Самоходка по прозвищу «Сука». Прямой наводкой по врагу!

22
18
20
22
24
26
28
30

– Давай фугасный!

– Я уже бронебойный сунул.

– Ладно, пойдет.

Один из пулеметов «Бюссинга» дал очередь, разбивая лед и срезая кучки камыша. Пулемет был нового образца, МГ-42, скорострельность – двадцать пуль в секунду. Успел перехлестнуть бойца, прикрывшего голову ладонями. Брызнула кровь, по льду покатилась издырявленная каска.

Пулеметчик повел трассу дальше, подводя ее к следующему красноармейцу. Но «Бюссинг», сбивая прицел, рванул с места, взревев всей мощью двигателя. Пулеметчик, оторвавшись от своего МГ, увидел неподалеку непонятный русский танк. Небольшого размера, с открытой сверху рубкой, но, хорошо знакомой немцам сильной трехдюймовой пушкой ЗИС-3.

– Откуда он взялся? – бормотал унтер-офицер. – Гони быстрее!

– Опомнились, – выругался механик, который и так гнал прочь, выжимая из двигателя все возможное.

Он понимал, что зевнули они крепко, пулеметы не помогут, а русские уже разворачивают свое штурмовое орудие в их сторону.

Как ни хвалили германскую технику, но большая часть ее особо мощными качествами не выделялась. Сто лошадиных сил карбюраторного двигателя не могли достаточно быстро разогнать пятитонную колесно-гусеничную машину.

Да плюс килограммов четыреста упитанной немецкой плоти (экипаж – 6 человек), два пулемета. Боевые трофеи: добытый в хуторе подсвинок, мешок с картошкой, мед в бочонке плюс ворох полушубков, бабских теплых платков, валенок – защита от холодной русской зимы.

Лейтенант Чурюмов Захар Захарович (и отца и деда так звали) вломил бронебойной болванкой в кормовую часть, пробив десантный отсек насквозь. Две дыры: одна аккуратная, круглая, а выходная – с вывернутыми краями и трещинами.

Среди дымившихся от жара полушубков и тряпья ворочался рядом с поросячьей тушей кормовой пулеметчик с перемолотыми ребрами. Обозленный, что упустит долбаного фашиста, Захар Чурюмов целился на этот раз фугасным снарядом.

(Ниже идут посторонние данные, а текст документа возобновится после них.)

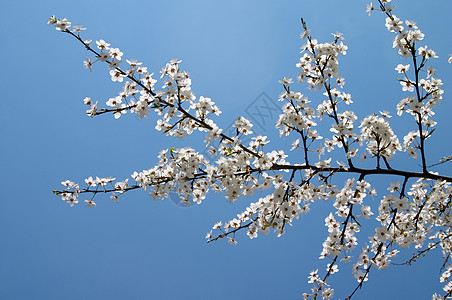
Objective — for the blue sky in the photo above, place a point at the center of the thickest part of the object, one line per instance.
(142, 249)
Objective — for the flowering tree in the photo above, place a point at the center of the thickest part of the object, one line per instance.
(414, 211)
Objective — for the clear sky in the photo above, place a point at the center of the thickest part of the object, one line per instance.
(142, 249)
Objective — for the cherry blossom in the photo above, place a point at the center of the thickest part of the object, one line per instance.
(414, 211)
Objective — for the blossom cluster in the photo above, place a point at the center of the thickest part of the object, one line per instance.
(414, 213)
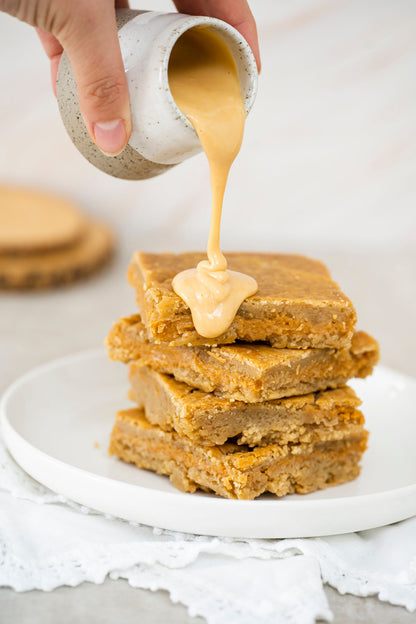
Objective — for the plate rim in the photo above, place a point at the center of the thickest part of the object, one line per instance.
(10, 435)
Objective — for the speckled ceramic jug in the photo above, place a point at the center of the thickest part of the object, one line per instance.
(161, 135)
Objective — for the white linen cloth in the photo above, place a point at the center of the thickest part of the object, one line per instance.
(47, 541)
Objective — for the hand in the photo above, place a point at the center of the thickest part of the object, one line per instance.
(86, 30)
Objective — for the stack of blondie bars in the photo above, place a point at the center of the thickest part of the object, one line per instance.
(262, 408)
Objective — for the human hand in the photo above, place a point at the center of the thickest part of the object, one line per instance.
(87, 31)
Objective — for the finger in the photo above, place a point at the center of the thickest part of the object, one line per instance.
(237, 13)
(191, 7)
(91, 43)
(54, 50)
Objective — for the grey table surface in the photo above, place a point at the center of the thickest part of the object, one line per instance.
(327, 170)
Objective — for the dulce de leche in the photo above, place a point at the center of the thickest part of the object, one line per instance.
(204, 83)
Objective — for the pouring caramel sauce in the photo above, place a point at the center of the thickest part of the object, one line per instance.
(204, 82)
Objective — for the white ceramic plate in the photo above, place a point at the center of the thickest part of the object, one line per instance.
(57, 420)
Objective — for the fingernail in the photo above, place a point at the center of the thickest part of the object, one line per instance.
(110, 136)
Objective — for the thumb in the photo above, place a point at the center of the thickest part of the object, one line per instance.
(92, 45)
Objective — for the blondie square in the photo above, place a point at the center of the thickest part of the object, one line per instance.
(233, 471)
(208, 420)
(297, 304)
(248, 372)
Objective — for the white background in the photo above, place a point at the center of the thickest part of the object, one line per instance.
(327, 169)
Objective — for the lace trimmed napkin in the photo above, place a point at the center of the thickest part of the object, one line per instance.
(47, 541)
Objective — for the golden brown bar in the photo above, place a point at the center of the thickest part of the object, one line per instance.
(207, 420)
(244, 371)
(233, 471)
(297, 304)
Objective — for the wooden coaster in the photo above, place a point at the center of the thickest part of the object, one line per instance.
(58, 266)
(31, 221)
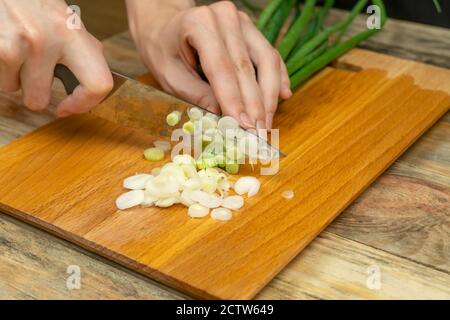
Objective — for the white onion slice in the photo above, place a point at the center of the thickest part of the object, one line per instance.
(208, 123)
(155, 171)
(163, 145)
(163, 186)
(167, 202)
(130, 199)
(206, 199)
(247, 185)
(233, 202)
(288, 194)
(136, 182)
(198, 211)
(221, 214)
(227, 123)
(149, 200)
(184, 159)
(185, 198)
(195, 113)
(193, 184)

– Стой! Дорожка! – скомандовал он механику. Молодой унтер-офицер побледнел как полотно, когда первый удар встряхнул машину. Он знал, что пушка, установленная на новой русской машине, прошибает самый сильный немецкий танк Т-4. Что тогда будет с их легким транспортером? Стараясь держать себя в руках, он давал советы механику-водителю, но тот лишь огрызнулся в ответ.

Унтер увлекся азартной стрельбой по бегущим Иванам, не задумываясь, что может получить отпор и погубить экипаж.

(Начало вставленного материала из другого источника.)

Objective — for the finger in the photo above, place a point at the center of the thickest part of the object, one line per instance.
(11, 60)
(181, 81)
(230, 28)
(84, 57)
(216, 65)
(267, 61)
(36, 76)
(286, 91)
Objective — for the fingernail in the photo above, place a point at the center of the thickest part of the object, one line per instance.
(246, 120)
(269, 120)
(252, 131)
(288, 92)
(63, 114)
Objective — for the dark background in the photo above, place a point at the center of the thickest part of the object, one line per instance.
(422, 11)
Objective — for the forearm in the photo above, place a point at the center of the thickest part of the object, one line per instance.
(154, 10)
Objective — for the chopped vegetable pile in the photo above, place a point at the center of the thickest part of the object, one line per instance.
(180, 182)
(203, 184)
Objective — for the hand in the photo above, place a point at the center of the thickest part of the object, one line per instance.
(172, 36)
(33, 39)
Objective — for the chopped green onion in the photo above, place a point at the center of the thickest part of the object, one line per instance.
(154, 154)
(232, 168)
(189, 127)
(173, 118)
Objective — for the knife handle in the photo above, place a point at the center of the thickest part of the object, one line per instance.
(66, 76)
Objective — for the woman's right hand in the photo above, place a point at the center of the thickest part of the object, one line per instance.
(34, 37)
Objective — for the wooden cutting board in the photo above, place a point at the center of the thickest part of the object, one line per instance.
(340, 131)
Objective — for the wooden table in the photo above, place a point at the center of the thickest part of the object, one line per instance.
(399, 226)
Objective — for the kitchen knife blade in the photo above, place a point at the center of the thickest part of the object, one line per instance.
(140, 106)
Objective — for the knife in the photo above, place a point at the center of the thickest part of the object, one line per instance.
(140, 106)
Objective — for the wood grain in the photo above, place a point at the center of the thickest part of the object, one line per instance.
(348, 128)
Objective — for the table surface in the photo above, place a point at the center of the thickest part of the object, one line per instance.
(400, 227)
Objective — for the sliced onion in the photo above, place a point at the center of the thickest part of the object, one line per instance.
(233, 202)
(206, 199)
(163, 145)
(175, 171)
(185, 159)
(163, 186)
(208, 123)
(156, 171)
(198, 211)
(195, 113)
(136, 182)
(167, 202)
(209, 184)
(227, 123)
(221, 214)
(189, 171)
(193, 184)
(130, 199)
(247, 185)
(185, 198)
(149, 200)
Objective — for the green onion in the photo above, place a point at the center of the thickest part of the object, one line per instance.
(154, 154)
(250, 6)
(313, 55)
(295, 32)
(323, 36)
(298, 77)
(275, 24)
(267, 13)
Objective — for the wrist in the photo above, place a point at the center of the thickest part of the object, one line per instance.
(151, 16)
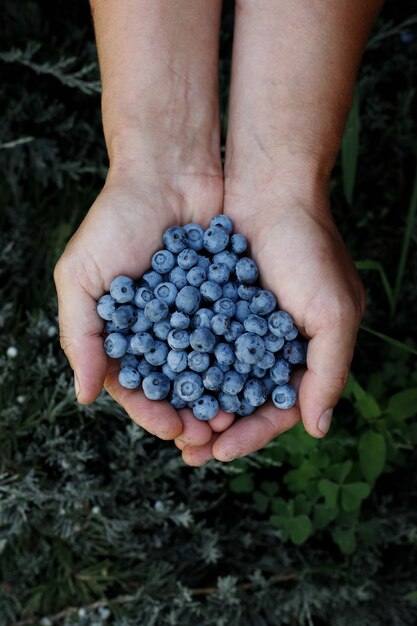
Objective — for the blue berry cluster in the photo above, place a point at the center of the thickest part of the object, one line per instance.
(199, 330)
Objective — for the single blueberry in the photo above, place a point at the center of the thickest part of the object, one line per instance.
(156, 310)
(263, 302)
(225, 306)
(189, 386)
(161, 329)
(124, 316)
(238, 243)
(175, 239)
(230, 291)
(227, 258)
(205, 408)
(143, 296)
(188, 300)
(216, 239)
(179, 320)
(198, 361)
(242, 368)
(202, 339)
(158, 354)
(284, 396)
(250, 348)
(177, 360)
(178, 277)
(195, 234)
(218, 273)
(229, 403)
(220, 324)
(167, 292)
(106, 306)
(256, 324)
(152, 279)
(224, 354)
(115, 345)
(273, 343)
(129, 360)
(163, 261)
(213, 378)
(245, 408)
(233, 383)
(141, 343)
(196, 276)
(129, 378)
(187, 259)
(246, 292)
(211, 291)
(145, 368)
(295, 352)
(203, 317)
(242, 311)
(169, 372)
(178, 339)
(224, 221)
(254, 392)
(280, 372)
(280, 323)
(122, 289)
(156, 386)
(247, 271)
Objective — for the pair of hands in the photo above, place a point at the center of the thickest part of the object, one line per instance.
(301, 258)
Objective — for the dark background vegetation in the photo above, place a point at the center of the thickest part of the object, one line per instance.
(101, 523)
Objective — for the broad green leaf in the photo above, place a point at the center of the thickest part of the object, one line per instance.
(242, 483)
(323, 515)
(345, 539)
(403, 404)
(353, 494)
(330, 491)
(350, 149)
(372, 454)
(300, 529)
(365, 403)
(261, 501)
(298, 479)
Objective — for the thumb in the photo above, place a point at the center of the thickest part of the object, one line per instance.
(80, 334)
(329, 355)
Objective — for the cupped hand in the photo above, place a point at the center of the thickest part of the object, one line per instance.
(304, 261)
(120, 233)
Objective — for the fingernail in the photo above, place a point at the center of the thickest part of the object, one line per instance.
(76, 385)
(325, 420)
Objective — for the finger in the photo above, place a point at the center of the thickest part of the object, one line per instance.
(253, 432)
(222, 421)
(157, 417)
(195, 432)
(81, 335)
(329, 355)
(199, 455)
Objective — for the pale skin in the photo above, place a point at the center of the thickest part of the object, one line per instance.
(294, 68)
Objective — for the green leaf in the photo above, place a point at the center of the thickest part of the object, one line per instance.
(300, 529)
(353, 494)
(403, 404)
(372, 454)
(242, 483)
(345, 539)
(350, 149)
(330, 491)
(323, 515)
(365, 403)
(261, 501)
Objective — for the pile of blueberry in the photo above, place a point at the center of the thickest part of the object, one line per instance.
(199, 330)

– Нам конец! – в отчаянии воскликнул механик, увидев вспышку второго выстрела.

Фугас вскрыл взрывом удлиненный, как свиное рыло, капот. Взлетела, кувыркаясь, верхняя крышка. Разметала куски цилиндров, гнутые трубки, расколотый аккумулятор и прочую начинку двигателя.

Вмяло, хлестнуло огнем по неосторожно открытым стеклам (очень хотелось видеть, как подыхают чертовы большевики!). Лицо водителя превратилось в кровавую маску, он вывалился и сделал один, другой шаг, зажимая ладонью место, где были глаза.

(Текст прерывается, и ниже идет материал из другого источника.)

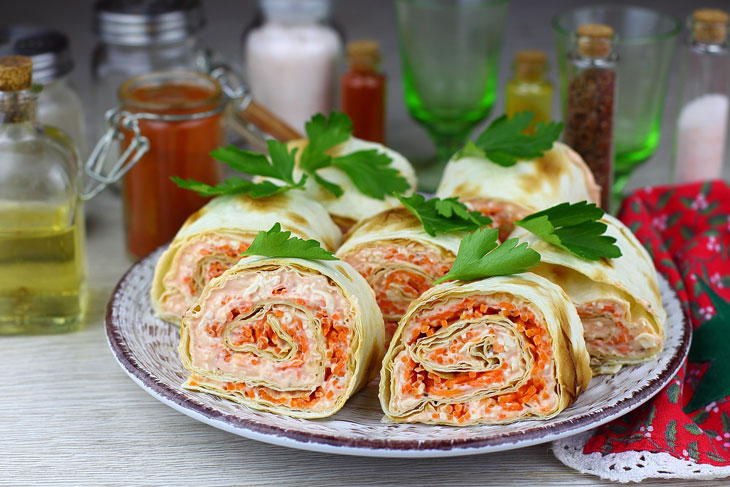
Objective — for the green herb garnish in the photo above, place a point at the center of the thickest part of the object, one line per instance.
(279, 165)
(504, 143)
(480, 256)
(575, 228)
(369, 170)
(276, 243)
(443, 215)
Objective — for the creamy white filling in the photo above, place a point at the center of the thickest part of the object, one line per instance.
(305, 371)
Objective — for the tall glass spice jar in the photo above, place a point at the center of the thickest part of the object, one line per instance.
(362, 90)
(141, 36)
(291, 59)
(701, 149)
(179, 112)
(591, 102)
(59, 104)
(42, 254)
(529, 90)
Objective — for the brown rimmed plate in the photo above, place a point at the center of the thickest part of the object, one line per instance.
(146, 348)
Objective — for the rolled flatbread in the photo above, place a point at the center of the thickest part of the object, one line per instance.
(497, 350)
(618, 299)
(288, 336)
(398, 259)
(507, 194)
(213, 239)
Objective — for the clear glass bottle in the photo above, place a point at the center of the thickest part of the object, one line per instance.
(59, 103)
(292, 58)
(591, 102)
(42, 253)
(701, 149)
(529, 90)
(140, 36)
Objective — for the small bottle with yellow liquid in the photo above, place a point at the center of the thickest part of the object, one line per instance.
(42, 253)
(529, 90)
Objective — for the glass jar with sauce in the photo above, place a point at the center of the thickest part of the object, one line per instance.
(141, 36)
(180, 115)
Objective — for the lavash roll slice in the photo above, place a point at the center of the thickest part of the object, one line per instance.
(353, 205)
(398, 259)
(618, 299)
(288, 336)
(498, 350)
(213, 239)
(507, 194)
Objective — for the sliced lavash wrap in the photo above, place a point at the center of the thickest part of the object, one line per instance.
(212, 239)
(353, 205)
(398, 259)
(507, 194)
(618, 299)
(288, 336)
(498, 350)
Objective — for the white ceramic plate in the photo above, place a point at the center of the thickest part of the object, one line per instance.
(146, 348)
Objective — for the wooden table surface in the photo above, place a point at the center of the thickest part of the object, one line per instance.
(70, 416)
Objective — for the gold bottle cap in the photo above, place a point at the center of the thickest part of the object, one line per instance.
(595, 40)
(363, 53)
(530, 64)
(16, 73)
(710, 25)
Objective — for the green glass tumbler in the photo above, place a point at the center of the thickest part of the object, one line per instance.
(646, 40)
(450, 53)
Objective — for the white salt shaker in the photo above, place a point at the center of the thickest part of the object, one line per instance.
(292, 57)
(701, 145)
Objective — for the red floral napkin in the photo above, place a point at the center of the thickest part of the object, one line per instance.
(687, 231)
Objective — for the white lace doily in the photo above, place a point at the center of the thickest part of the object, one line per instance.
(632, 466)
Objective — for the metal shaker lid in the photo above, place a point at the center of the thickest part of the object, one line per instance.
(49, 49)
(146, 22)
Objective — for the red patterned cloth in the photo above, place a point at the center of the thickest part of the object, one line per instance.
(686, 229)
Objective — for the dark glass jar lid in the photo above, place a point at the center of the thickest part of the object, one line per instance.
(49, 50)
(146, 22)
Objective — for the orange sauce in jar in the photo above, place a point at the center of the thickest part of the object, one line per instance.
(154, 206)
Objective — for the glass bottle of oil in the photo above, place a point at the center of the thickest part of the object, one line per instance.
(42, 254)
(529, 90)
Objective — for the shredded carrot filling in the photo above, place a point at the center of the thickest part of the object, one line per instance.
(337, 337)
(503, 214)
(433, 385)
(620, 340)
(216, 268)
(410, 284)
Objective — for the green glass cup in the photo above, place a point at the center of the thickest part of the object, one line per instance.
(646, 40)
(450, 53)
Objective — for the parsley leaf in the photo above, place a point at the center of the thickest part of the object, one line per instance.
(575, 228)
(371, 173)
(504, 143)
(276, 243)
(280, 166)
(238, 185)
(443, 215)
(480, 257)
(369, 170)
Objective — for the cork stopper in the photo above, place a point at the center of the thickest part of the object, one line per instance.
(16, 73)
(710, 25)
(364, 53)
(594, 40)
(530, 64)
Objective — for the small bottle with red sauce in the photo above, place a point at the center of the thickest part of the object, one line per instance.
(363, 91)
(180, 113)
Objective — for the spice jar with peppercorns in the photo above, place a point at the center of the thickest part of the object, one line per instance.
(591, 102)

Унтер-офицер со своим «люгером» и трое уцелевших солдат выскочили из горевшей машины. Несмотря на контузию, они сумели определить правильное направление и побежали к камышам. Бег их был неровным. Вслед бросились не меньше десятка красноармейцев. Напрасно младший лейтенант Бобич призывал:

– Брать живыми! Нужны языки!

Чудом уцелевший взвод не нуждался в языках. Бойцов не остановили автоматные очереди и торопливые хлопки «люгера», которые свалили двоих бойцов. Ненависть часто бывает сильнее, чем страх смерти.